Maybe falling down is the film’s leitmotiv: the reassertion of gravity against the mobility of dance. Early in the film, the dialogue ceases and the camera pans back as red glitter falls from the sky, a moment Pina Bausch-like in its simple enchantment. In its final frames, a car (the cabbie’s taxi?) crashes onto the set, knocking over the back wall. A dancer appears dragging a makeshift sleigh of coloured boxes, some of which topple to the ground; eventually, she abandons her burden to climb onto the car, only to fall flat on the floor. In a talk given during the exhibition, the artist noted that she can never quite believe that the body dies; in such moments, by turns bewitching and bathetic, there is the suggestion of the return of a repressed corporeal frailty (as well as, perhaps, a surrender of the heavy intellectual task the artist has set herself and her cast).
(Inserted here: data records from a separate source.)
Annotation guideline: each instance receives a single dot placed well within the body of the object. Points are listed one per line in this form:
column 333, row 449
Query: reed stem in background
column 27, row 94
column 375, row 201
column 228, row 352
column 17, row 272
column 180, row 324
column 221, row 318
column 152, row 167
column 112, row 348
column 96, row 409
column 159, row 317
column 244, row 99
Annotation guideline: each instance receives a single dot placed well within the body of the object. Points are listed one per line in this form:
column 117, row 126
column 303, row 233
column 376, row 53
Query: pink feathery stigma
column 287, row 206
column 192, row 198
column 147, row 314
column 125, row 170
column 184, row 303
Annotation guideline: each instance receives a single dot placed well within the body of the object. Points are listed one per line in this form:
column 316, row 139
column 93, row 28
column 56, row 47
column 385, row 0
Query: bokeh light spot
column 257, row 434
The political imaginary of Schwindt’s period is full of fallen figures – think of Andreas Baader and Ulrike Meinhof on the floor of their cells, so hauntingly memorialized in Gerhard Richter’s October 18, 1977 cycle (1988). I visited the show the day before the 25th anniversary of the fall of the Berlin Wall: another symbolic collapse, with a very different political significance. It’s a tribute to Schwindt’s involved, obscure but ultimately stimulating language that this one gesture can convey both kinds of fall, without – which is one kind of freedom – being determined by either.